5 Ind. 105 | Ind. | 1854

Davison, J.

Cheek sued Green before a justice of the peace in trespass, for taking and carrying away a horse-cart of the value of 40 dollars. Plea, the general issue. From the decision of the justice there was an appeal. In the Circuit Court the cause was submitted upon an agreement of facts, and the Court found for the plaintiff below. Motion for a new trial overruled, and judgment on the finding of the Court.

The facts agreed on are these:

In the year 1850, Cheek resided on lot number 41 in Walker’s second addition to the town of Aurora, Dearborn county. That addition was laid off on the 16th of April, 1847, in section 32 and section 29, township 5, range 1. Cheek’s lot was situate in the latter section.

By an act of the legislature approved February 14th, 1848, a city charter was granted to the citizens of the town of Aurora. Under it they .organized, and in the year 1850 a proper rate of taxation was determined on,, and a city tax was duly assessed and ordered to be collected. To enforce that order a precept was issued and placed in the hands of *106Green, the' city collector, by virtue of which he entered upon lot number 41, seized and carried away the said cart, and sold it for taxes due from Cheek and charged against him in the precept.

This seizure and sale constitute the trespass sued for; and the only question to be considered is, does the lot entered upon by Green lie within the chartered limits of the city? No doubt it constituted a part of the town of Aurora; but it is contended that the present boundaries of the city, as defined by the act above referred to, include no part of section 29, and that, therefore, lot number 41 is not embraced.

The first section of said act provides, that “the boundaries of the city of Aurora shall be the same as the boundaries of the present town of Aurora, that is to say, the boundaries of said city shall include all the territory embraced within the recorded plat of said town as the same is recorded in the recorder’s office of the county of Dear-born" &c., “in book B, page 902; and all the territory within the several enlargements of or additions to said town, being all the in-lots and out-lots laid off in section 4, in township 4, of range 1, and in sections 32 and 33 of the same township and range.”

This provision may be aptly divided into two distinct clauses.
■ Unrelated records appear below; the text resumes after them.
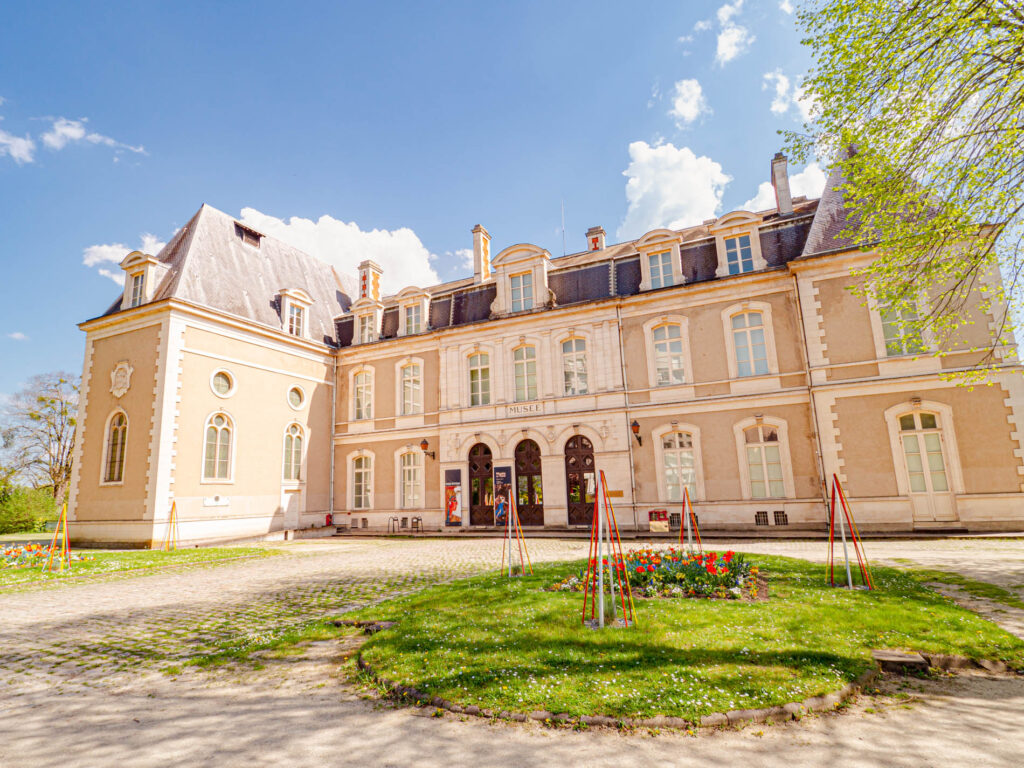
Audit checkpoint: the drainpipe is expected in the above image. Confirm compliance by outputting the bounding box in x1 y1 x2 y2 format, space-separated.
611 301 640 532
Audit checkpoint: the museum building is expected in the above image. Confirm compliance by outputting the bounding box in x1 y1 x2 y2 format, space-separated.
70 155 1024 547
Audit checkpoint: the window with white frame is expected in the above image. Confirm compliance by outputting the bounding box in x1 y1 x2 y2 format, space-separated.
406 304 423 334
662 432 697 502
647 251 675 288
725 234 754 274
352 456 374 509
509 272 534 312
562 339 588 394
401 451 423 509
899 411 949 494
879 306 925 357
469 352 490 406
653 323 686 387
103 412 128 482
203 414 233 480
352 371 374 421
512 347 537 402
288 303 306 336
284 424 302 481
731 312 768 376
401 362 423 416
743 424 785 499
128 272 145 306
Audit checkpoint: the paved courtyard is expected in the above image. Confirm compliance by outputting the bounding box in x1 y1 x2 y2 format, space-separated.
0 539 1024 768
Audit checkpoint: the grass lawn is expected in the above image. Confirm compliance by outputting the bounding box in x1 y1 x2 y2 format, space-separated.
345 555 1024 720
0 545 276 587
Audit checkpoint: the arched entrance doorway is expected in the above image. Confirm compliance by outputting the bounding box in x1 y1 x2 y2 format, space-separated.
515 439 544 525
565 434 597 525
469 442 495 525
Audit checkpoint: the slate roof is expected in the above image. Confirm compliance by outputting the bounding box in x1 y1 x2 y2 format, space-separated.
100 204 354 346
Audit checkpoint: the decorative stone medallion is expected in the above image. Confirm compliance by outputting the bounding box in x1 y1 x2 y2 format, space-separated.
111 360 135 397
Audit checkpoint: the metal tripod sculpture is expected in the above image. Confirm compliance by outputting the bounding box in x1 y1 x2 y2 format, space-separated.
581 470 636 628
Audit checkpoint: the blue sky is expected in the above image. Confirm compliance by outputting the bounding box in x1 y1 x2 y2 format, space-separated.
0 0 823 394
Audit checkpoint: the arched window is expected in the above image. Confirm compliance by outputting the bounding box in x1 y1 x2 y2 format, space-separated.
103 411 128 482
512 347 537 402
653 323 685 387
203 414 232 480
401 362 423 416
662 432 697 502
469 352 490 406
562 339 588 394
352 371 374 421
352 456 374 509
731 312 769 376
285 424 302 480
743 424 785 499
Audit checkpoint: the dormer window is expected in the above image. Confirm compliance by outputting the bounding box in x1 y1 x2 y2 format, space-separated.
510 272 534 312
725 234 754 274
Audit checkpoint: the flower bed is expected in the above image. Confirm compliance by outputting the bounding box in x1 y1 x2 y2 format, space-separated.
549 547 767 600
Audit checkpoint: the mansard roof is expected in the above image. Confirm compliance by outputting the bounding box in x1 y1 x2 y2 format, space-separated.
98 204 351 345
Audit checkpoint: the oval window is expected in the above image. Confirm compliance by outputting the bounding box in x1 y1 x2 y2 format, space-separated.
213 371 233 396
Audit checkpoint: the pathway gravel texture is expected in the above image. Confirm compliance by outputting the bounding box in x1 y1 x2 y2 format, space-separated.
0 539 1024 768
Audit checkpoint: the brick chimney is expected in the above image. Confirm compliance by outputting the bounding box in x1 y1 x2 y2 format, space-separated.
473 224 490 283
771 152 793 216
359 259 384 302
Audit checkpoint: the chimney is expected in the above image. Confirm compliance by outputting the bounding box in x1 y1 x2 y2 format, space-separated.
473 224 490 283
771 152 793 216
359 259 384 303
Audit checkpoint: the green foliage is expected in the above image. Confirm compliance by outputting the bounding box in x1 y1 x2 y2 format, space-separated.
787 0 1024 380
0 486 58 535
347 555 1024 719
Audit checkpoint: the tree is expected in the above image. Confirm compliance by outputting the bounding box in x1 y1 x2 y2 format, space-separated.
2 373 79 504
787 0 1024 372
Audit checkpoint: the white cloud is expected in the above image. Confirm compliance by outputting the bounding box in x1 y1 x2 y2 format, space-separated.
740 163 825 211
82 232 167 286
669 80 711 128
41 118 146 155
0 130 36 165
241 208 444 293
715 0 757 67
617 141 731 240
761 70 791 115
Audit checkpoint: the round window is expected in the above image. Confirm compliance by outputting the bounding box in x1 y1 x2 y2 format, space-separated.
213 371 234 396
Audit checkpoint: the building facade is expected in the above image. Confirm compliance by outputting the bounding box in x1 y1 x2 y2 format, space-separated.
71 156 1024 546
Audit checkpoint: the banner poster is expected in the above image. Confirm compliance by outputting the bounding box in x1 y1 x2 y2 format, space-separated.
495 466 512 525
444 469 462 525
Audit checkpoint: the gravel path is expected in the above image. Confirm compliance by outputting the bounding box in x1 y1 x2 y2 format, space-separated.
0 539 1024 768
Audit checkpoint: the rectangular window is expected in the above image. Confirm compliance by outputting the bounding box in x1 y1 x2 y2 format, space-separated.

First, a general clause which extends the boundaries of the city so as to include the recorded plat of the town, with all its enlargements and additions. If that branch of the section constituted the entire enactment, then the lot in question would be within the limits of the city. But the second clause is specific, relates to the former, and evidently restricts it to the in-lots and out-lots laid off in sections 4, 32 and 33. These sections .do not embrace Cheek’s lot.

It is insisted that the whole tenor of the act indicates an intention to substitute the city for the town charter, without any change of boundaries. In view of the language used in the latter clause of the section quoted, we perceive no ground for that conclusion. Statutes should be so construed as to render every part of them operative, if *107possible. The latter clause would be without force, unless it be permitted to control the general words of the former. Courts may give a sensible and reasonable interpretation to legislative expressions which are obscure; but where the language is explicit, leading to no absurd results, they must be governed by the obvious meaning and import of the terms used in the enactment. There is no rule of construction that would authorize the words “in-lots and out-lots laid out in sections 4, 32 and 33,” to be extended so as to embrace another section and another lot. Perhaps the words “section 29” were omitted through mistake; that then was a "casus omisstis;” still this Court having no legislative power, can not supply the defect.

W. S. Holman, for the appellant. J. Hyman, for the appellee.

We are of opinion that lot number 41 is not within the chartered limits of the city of Awrora. Therefore, the judgment must be affirmed.

Per Curiam.—The judgment is affirmed, with 10 per cent, damages and costs.